When Roberta looked blank, he added impatiently, “A figure of speech in which something small stands for the whole. The whole is the estate of Wharton and Malmesbury, and you know perfectly well that we have at least eleven peach trees. My nephew will inherit the estate, but the orchards are unentailed and will go to you.”

Perhaps there were clever men who deduced from the marquess’s poem that his daughter had eleven peach trees and a slender figure, but not a single one of those men turned up in Wiltshire to ascertain for himself. The fact that the original cartoon remained on display in the windows of Humphrey’s Print Shop for many months may also have been a consideration.

But since the marquess refused to undertake another trip to the city wherein his daughter was accosted—“You’ll thank me for that later,” he added, rather obscurely—Lady Roberta St. Giles found herself heading quickly toward that undesirable stage of life known as “old maid.”

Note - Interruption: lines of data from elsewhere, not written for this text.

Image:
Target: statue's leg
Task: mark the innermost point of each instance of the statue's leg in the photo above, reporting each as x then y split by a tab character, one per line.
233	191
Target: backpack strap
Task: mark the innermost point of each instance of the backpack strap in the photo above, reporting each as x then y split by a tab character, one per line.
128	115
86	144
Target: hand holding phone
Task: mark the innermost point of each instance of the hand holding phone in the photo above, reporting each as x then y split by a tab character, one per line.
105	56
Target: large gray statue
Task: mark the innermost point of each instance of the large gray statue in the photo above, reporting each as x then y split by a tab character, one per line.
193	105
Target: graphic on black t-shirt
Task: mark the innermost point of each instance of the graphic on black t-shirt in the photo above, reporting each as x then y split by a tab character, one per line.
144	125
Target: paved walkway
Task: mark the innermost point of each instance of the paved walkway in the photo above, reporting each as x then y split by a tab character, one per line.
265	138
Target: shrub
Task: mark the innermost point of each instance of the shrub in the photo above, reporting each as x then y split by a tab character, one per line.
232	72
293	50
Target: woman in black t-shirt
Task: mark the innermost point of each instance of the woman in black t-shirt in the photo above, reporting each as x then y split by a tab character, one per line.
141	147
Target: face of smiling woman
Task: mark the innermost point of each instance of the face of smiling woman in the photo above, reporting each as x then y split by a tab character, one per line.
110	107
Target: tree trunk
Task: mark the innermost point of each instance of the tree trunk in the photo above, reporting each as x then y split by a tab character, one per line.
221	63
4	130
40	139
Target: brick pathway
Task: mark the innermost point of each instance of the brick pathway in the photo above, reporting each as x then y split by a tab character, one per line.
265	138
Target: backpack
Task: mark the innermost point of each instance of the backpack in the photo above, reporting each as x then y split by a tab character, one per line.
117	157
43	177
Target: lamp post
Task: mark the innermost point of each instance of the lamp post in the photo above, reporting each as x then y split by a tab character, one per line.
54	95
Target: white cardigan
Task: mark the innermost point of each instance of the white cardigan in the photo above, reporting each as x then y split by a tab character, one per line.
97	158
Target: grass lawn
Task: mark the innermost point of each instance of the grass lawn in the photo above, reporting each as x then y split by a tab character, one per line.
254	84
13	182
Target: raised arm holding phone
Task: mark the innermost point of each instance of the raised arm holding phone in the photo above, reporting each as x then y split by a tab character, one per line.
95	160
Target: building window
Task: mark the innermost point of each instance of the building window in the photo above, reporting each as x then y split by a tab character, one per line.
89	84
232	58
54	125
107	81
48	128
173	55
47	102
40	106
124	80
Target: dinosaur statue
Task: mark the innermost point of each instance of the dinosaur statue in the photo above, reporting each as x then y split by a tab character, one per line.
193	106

Two years passed. Every few months Roberta’s future would pass before her eyes, a life spent copying and cataloging her father’s poems, when not alphabetizing rejection letters from publishers for use by the marquess’s future biographers, and she would rebel. In vain did she reason, implore or cry. Even threatening to burn every poem in the house had no effect; it wasn’t until she snatched a copy of “For the Custards Mary Brought Me” and threw it in the fire that her father understood her seriousness.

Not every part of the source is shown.